Montaigne. Prohibir y desear
- Escrito por Emilio Alonso Sarmiento
- Publicado en Tribuna Libre
A raíz de unas referencias a Philipp Blom (Hamburgo, 1970, historiador, novelista y traductor alemán) en la prensa, me han sobrevenido una serie de preguntas y reflexiones: ¿Qué significa prohibir algo? ¿Qué conseguimos cuando delimitamos lo que es lícito o no, cuando trazamos la línea ente lo bueno y lo malo, lo conveniente y lo perjudicial? Todas estas preguntas, creo que menos retóricas de lo que pueden parecer a primear vista, se entrelazan con otra, posiblemente más acuciante: ¿Cual es nuestro horizonte de progreso? En la mirada larga, hacia un horizonte que prometa una vida buena – aún cuando uno ya tenga pocas posibilidades de vivirla – se sitúa, creo, el tema más apremiante de nuestro tiempo, que nos atañe a todos, pero especialmente a los que nos situamos, en posiciones políticas de izquierda.
Aunque sea imprescindible, con frecuencia no es suficiente prohibir, no basta con regular en negativo, ni establecer límites claros a nuestras actividades socialmente no deseables, es necesario fomentar, convertir en deseables, otras más saludables para el planeta. Quien manda prohíbe, sí. Pero también se puede utilizar el poder como anclaje, para ofrecer un relato – ah la importancia del relato en política – que defina un horizonte de mejoras – nunca hablo de utopías – sin olvidar nunca, la terrible ambivalencia del progreso. Sin ir más lejos: nuestro avance tecnológico genera muchas turbulencias (recordemos los problemas de los mayores, con las avanzadas tecnologías bancarias) y, más fuera del primer mundo, explotación y miseria.

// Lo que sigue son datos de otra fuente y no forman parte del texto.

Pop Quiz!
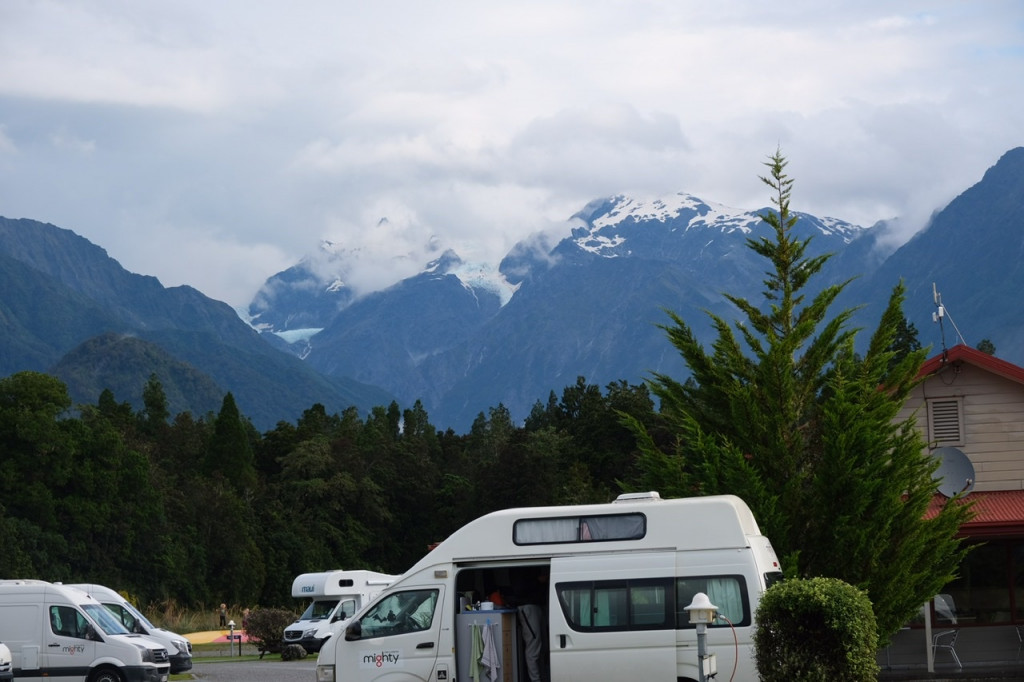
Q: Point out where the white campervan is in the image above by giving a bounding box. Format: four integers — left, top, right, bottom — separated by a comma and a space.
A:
284, 569, 396, 651
0, 580, 170, 682
316, 493, 781, 682
68, 584, 191, 675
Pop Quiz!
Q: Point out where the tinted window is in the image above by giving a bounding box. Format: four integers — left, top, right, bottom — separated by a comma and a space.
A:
512, 513, 647, 545
557, 578, 675, 632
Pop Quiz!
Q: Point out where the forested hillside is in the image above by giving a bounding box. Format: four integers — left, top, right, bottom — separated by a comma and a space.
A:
0, 372, 658, 605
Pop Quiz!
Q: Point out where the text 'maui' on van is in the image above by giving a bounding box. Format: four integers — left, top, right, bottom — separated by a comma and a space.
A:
284, 569, 397, 652
0, 580, 170, 682
316, 493, 781, 682
68, 584, 191, 675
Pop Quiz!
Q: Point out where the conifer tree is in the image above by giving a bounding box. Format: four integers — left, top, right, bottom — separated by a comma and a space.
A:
631, 151, 969, 637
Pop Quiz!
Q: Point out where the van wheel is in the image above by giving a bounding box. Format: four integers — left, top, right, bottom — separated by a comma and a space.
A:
89, 668, 124, 682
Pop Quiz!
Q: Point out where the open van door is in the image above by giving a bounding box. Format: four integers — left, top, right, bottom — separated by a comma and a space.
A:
548, 552, 676, 680
343, 585, 449, 682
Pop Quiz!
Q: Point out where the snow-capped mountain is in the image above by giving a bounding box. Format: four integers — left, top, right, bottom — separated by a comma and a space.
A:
251, 188, 867, 428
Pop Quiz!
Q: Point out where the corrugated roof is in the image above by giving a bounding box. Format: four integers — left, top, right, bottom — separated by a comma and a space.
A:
925, 491, 1024, 536
919, 343, 1024, 384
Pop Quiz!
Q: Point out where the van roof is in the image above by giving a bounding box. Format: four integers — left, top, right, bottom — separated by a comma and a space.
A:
292, 568, 398, 598
407, 493, 762, 574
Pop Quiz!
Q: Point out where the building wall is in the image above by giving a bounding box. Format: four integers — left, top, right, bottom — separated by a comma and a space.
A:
900, 363, 1024, 491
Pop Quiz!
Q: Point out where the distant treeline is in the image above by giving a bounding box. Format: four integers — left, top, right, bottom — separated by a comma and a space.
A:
0, 372, 658, 606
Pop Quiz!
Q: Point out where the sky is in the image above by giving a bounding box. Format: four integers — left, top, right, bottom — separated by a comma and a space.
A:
0, 0, 1024, 307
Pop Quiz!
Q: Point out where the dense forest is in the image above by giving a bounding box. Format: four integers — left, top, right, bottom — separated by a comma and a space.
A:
0, 372, 658, 606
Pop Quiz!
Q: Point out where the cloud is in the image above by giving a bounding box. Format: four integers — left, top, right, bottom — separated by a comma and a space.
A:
0, 0, 1024, 305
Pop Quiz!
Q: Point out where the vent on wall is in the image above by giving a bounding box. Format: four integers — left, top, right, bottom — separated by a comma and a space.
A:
928, 398, 964, 445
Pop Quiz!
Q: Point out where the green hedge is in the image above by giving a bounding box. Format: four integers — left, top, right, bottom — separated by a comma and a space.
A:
754, 578, 879, 682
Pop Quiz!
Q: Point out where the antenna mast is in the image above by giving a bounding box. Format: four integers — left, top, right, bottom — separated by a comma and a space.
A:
932, 282, 967, 357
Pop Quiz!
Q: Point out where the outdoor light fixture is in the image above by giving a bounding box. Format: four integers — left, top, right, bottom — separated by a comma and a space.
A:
683, 592, 718, 625
683, 592, 718, 682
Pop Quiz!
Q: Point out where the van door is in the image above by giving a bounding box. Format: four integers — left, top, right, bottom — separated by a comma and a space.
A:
548, 552, 676, 681
343, 585, 447, 682
42, 604, 96, 680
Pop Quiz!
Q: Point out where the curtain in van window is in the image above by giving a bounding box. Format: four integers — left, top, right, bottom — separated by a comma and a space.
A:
707, 578, 743, 623
581, 514, 644, 540
513, 517, 580, 545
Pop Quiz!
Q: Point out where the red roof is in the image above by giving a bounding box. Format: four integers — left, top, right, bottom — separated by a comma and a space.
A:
925, 491, 1024, 538
918, 343, 1024, 384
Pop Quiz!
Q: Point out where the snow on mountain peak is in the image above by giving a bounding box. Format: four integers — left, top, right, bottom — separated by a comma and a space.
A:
423, 249, 519, 306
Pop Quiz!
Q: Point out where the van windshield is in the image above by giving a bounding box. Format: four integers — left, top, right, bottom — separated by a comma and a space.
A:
299, 599, 338, 621
124, 602, 157, 630
82, 604, 129, 635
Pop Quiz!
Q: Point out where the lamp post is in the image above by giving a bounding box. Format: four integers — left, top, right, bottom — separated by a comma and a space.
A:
683, 592, 718, 682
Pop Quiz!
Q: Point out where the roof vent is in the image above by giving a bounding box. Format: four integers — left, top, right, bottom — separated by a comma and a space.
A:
614, 491, 662, 504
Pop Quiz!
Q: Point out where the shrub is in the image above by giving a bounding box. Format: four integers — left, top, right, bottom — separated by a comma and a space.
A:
246, 608, 295, 657
281, 644, 309, 660
754, 578, 879, 682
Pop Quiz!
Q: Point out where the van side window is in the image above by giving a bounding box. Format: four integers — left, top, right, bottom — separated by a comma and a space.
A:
676, 576, 751, 628
50, 606, 88, 639
359, 590, 437, 639
556, 578, 676, 632
512, 513, 647, 545
335, 599, 355, 621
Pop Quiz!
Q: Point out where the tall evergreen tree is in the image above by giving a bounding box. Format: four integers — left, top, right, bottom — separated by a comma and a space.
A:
206, 392, 256, 492
632, 152, 969, 637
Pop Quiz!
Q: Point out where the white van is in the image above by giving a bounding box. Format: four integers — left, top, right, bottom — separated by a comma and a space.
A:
316, 493, 781, 682
68, 584, 191, 675
284, 569, 396, 652
0, 581, 170, 682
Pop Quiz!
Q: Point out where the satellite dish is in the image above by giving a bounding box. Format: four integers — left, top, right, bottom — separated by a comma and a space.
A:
932, 447, 974, 498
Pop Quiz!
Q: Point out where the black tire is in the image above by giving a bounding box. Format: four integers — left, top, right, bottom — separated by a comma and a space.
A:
89, 668, 125, 682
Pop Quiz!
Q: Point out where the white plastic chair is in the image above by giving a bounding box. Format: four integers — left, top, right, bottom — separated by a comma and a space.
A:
932, 594, 962, 670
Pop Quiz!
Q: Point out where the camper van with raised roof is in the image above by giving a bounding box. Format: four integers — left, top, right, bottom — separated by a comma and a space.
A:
284, 569, 396, 652
316, 493, 781, 682
68, 584, 191, 675
0, 580, 170, 682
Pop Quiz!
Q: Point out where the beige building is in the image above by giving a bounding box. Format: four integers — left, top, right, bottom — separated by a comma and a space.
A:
901, 345, 1024, 626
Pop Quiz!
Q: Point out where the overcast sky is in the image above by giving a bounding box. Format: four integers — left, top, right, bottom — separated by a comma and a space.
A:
0, 0, 1024, 306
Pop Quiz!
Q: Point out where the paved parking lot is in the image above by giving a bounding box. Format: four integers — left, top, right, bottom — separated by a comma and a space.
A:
191, 657, 316, 682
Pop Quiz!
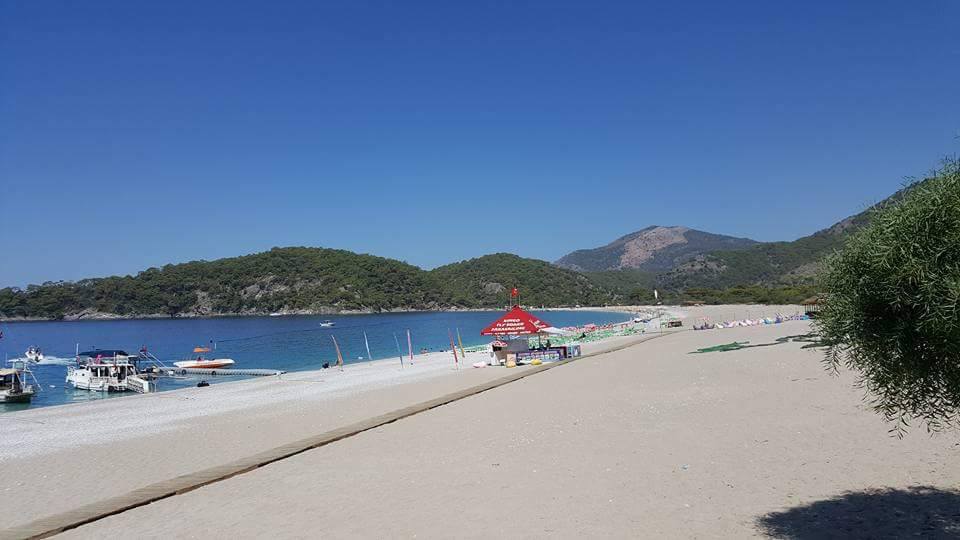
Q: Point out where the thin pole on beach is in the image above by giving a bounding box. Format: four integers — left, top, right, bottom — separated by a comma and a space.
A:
457, 328, 467, 361
363, 330, 373, 360
330, 334, 343, 371
393, 332, 403, 369
407, 328, 413, 366
447, 328, 460, 371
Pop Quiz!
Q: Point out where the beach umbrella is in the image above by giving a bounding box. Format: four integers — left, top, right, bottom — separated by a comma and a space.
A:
480, 306, 551, 336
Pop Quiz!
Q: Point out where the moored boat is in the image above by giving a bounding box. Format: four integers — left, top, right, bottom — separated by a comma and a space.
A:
0, 360, 37, 403
24, 347, 44, 362
67, 349, 141, 392
173, 347, 234, 369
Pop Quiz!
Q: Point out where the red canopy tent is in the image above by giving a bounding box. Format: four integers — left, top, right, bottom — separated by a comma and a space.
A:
480, 306, 550, 336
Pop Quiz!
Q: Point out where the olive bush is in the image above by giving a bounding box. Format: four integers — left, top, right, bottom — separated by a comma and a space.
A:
816, 160, 960, 436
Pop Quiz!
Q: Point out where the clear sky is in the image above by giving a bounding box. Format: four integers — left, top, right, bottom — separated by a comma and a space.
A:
0, 0, 960, 286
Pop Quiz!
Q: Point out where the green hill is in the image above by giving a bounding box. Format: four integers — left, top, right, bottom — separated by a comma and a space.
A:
0, 247, 610, 319
0, 247, 438, 318
430, 253, 611, 307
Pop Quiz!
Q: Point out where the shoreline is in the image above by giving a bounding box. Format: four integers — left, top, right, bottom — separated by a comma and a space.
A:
0, 304, 803, 323
7, 313, 960, 538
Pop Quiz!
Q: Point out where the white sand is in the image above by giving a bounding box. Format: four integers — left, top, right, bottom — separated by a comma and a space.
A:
2, 314, 960, 538
0, 326, 652, 529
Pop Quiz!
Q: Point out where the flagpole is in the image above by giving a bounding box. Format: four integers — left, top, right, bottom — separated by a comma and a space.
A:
363, 330, 373, 360
447, 328, 460, 371
330, 334, 343, 371
457, 328, 467, 361
407, 328, 413, 366
393, 332, 403, 369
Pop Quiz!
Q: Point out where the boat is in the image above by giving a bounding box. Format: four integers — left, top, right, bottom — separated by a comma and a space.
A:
0, 360, 39, 403
173, 347, 234, 369
66, 349, 156, 393
24, 347, 43, 362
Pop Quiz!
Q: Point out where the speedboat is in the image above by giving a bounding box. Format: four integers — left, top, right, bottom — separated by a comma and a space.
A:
173, 347, 234, 369
0, 360, 36, 403
67, 349, 140, 392
24, 347, 43, 362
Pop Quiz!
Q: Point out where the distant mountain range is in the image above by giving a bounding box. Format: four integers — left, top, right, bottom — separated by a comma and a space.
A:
554, 179, 910, 294
555, 225, 757, 272
0, 179, 909, 319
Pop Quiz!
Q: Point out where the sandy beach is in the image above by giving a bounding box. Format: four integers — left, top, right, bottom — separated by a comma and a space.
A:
0, 306, 960, 538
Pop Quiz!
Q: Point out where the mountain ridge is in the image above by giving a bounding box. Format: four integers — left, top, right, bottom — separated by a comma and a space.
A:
554, 225, 758, 272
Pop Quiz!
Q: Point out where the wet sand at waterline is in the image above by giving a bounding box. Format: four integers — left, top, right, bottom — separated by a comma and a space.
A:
24, 322, 960, 538
0, 326, 643, 536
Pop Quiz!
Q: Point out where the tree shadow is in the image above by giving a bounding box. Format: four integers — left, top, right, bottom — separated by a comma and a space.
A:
757, 487, 960, 540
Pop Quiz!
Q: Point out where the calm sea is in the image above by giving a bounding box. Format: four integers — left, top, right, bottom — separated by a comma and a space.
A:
0, 311, 629, 412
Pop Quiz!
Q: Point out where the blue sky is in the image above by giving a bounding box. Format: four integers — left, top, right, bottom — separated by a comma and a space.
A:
0, 0, 960, 286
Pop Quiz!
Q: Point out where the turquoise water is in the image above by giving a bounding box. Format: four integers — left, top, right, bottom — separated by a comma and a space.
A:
0, 311, 629, 412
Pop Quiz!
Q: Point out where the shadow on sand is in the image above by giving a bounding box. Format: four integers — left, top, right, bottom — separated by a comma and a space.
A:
757, 487, 960, 539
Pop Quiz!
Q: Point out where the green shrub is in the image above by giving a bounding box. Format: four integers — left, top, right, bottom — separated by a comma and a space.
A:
817, 161, 960, 434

Pero si la intuición de mi querido Montaigne es acertada, si “prohibir algo, es despertar el deseo” ¿Por qué no aprovecharlo como empuje hacia delante? ¿Dónde ha quedado esa capacidad de imaginar alternativas? Son palabras de Blom – como nos recordaba Máriam Martínez- Bascuñán – que explica la urgencia de mirar, como sociedad, a los cambios de otra manera, de imaginar el mundo que estamos eligiendo, no sólo prohibiendo. Se trataría de girar el discurso del prohibir, me parece, moviéndolo hacia uno, que vaya de abrir nuevas posibilidades, que otorgue primacía al hacer.
Y me pregunto si este enfoque no vale, para tantos otros temas donde la izquierda, no parece capaz de ofrecer esa facultad de crear ideales, y no sólo normas, de presentar en el presente posibilidades aún no realizadas, para trabajar en hacerlas posibles. El triunfo, esperemos que momentáneo, de cosas como la cultura de la cancelación, la crítica al feminismo “puritano”, que no es sino el de siempre, desde Virginia Woolf y las sufragistas, o el tonto emblema de Ayuso sobre la libertad y las cañas, son, puede que en parte, resultado de la impotencia de la izquierda, para expresarse en positivo y con esperanza. Nos enfrentamos a un tiempo de transformaciones radicales – con alguna de las cuales, ya se me hace difícil convivir – que afectarán a nuestros niveles de bienestar, al empleo, a los fondos para el cuidado de nuestros semejantes menesterosos, y a una potencial reacción, social y política, inmanejable. Para ello necesitaremos imaginación, mucha imaginación, una pizca de ideales, ferviente deseo de acometer todo eso que se nos viene encima. Nos movemos hacia tiempos de crisis, y la alternativa a la oscuridad del repliegue identitario, es el cambio radical: consumir de otra forma, alejar la tentación autoritaria, persuadirnos, de nuevo, de la posibilidad de sociedades más activamente justas, más libre, mejores.
Pues eso.
Emilio Alonso Sarmiento
Nacido en 1942 en Palma. Licenciado en Historia. Aficionado a la Filosofía y a la Física cuántica. Político, socialista y montañero.